それでも球体に見えるのは、上部の強い白い点と、下部に襟を映した柔らかな白の二筆があるからです。輪郭や内部を塗り込まず、鑑賞者の目に光沢と丸みを補わせています。
顔の柔らかな階調、厚く塗った白い襟、乾いたターバン、二筆の真珠。場所ごとに筆触が違います。わずかな絵具から肌、布、光沢を描き分ける技術も見逃せません。
作品で見る
よくある質問
- 《真珠の耳飾りの少女》は何がすごいのですか?
- 柔らかな顔、少し開いた唇、二筆の真珠だけで、少女が今こちらへ振り向いたような一瞬を作った点です。目、口、真珠の間で視線が循環する構図も強さを支えます。

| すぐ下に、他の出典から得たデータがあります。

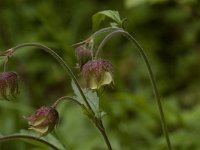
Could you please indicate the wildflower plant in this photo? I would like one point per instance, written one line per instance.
(97, 72)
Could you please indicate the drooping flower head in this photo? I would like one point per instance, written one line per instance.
(83, 54)
(43, 120)
(8, 85)
(97, 73)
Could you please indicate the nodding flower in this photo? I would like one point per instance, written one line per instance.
(43, 120)
(8, 85)
(97, 73)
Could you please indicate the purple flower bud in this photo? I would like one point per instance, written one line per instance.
(97, 73)
(43, 120)
(83, 54)
(8, 85)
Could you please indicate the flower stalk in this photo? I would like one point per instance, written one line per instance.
(153, 82)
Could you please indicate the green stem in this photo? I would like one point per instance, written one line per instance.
(62, 62)
(65, 98)
(20, 136)
(153, 82)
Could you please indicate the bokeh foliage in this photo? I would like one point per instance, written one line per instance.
(169, 31)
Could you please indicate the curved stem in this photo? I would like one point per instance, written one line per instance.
(153, 82)
(96, 34)
(62, 62)
(65, 98)
(20, 136)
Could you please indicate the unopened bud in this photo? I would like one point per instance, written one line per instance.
(97, 73)
(8, 85)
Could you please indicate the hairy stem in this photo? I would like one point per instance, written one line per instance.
(153, 82)
(65, 98)
(62, 62)
(20, 136)
(101, 128)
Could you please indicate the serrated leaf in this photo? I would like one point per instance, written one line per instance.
(93, 100)
(100, 16)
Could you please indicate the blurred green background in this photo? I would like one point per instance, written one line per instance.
(168, 30)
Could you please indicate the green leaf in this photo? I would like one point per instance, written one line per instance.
(101, 16)
(90, 95)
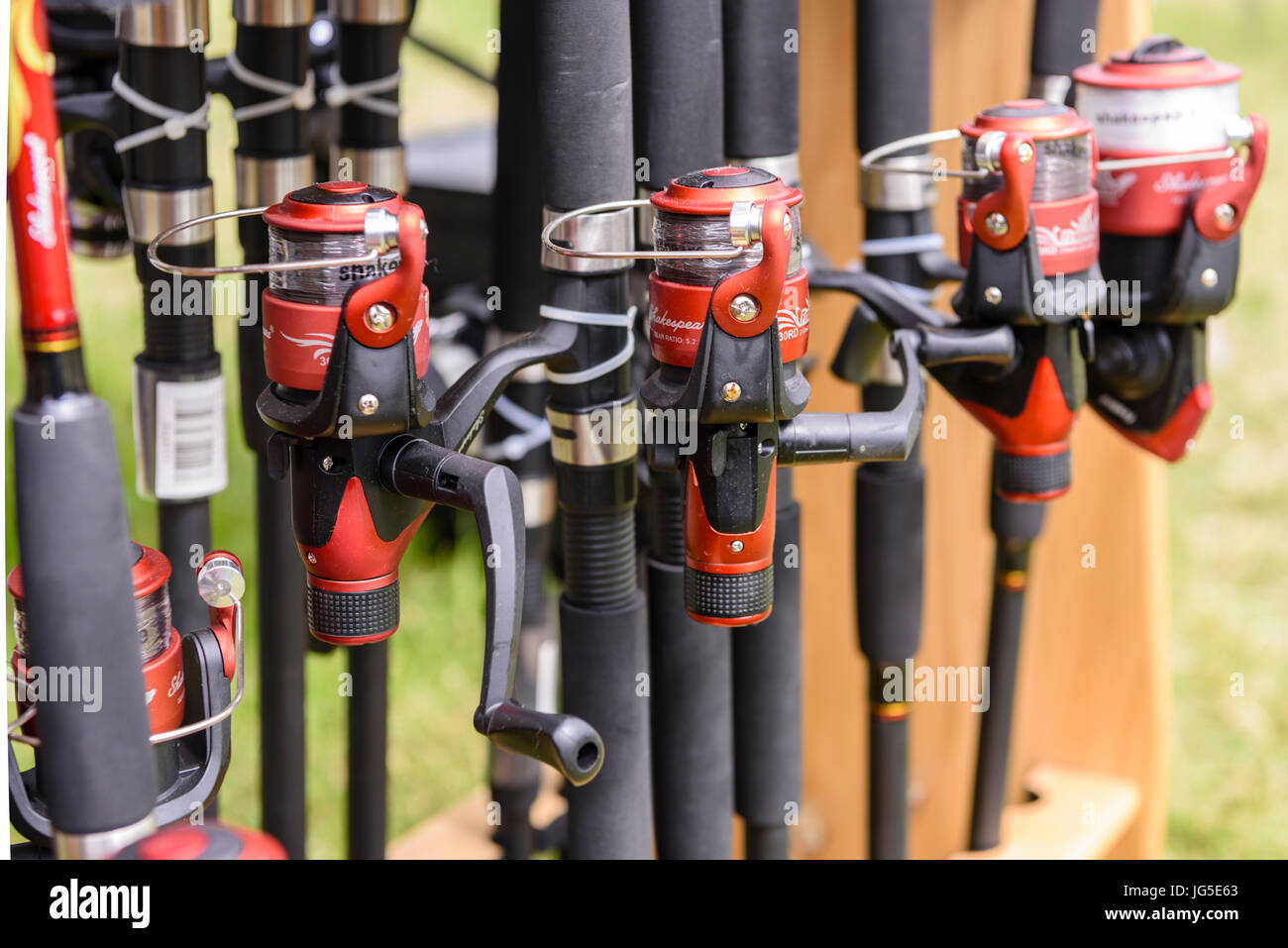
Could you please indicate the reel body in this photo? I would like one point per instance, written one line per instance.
(1028, 233)
(1168, 230)
(347, 356)
(369, 449)
(187, 679)
(728, 334)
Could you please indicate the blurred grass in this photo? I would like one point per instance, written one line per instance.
(1229, 501)
(434, 755)
(1228, 507)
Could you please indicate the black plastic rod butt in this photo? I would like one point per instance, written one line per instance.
(97, 768)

- 《真珠の耳飾りの少女》はなぜ怖いと言われるのですか?
- 暗い背景から顔だけが浮かび、少女がこちらに気づいた直後のように見返してくるためです。怖い物語は描かれていません。表情を決めきれない不思議さが、落ち着かなさを生みます。
- 《真珠の耳飾りの少女》は誰を描いた作品ですか?
- 特定の人物を記録した肖像画というより、表情や衣装、顔つきの印象を探るトロニーとして説明されることが多い作品です。
- 《真珠の耳飾りの少女》の背景はなぜ黒いのですか?
- 現在は黒く見えますが、もとは透明感のある濃緑のカーテンでした。藍と黄色の有機色材が年月とともに退色・劣化し、布の折り目も見えにくくなりました。
- 《真珠の耳飾りの少女》の真珠は本物ですか?
- 実物の真珠としては大きすぎ、ガラス製の模造品か想像上の装飾だった可能性があります。絵では二つの白い筆触だけで表され、耳へつなぐ金具もありません。
- 《真珠の耳飾りの少女》はなぜ有名なのですか?
- 光、色、質感を少ない筆触でまとめ、振り向く一瞬に見る側を参加させる完成度が高いからです。1881年の再発見後に評価され、現在はフェルメールを代表する作品になりました。
- 映画《真珠の耳飾りの少女》の最後で真珠が届くのはなぜですか?
- 映画内では、言葉にできなかった関係とグリートがモデルとして絵に残ったことを、真珠で認める別れの表現と読めます。ただしグリートの物語はフィクションで、実際のモデルは不明です。
- 《真珠の耳飾りの少女》はどこで見られますか?
- オランダ・デン・ハーグのマウリッツハイス美術館が所蔵し、通常は館内で展示しています。貸出中の場合もあるため、訪問前に公式作品ページを確認してください。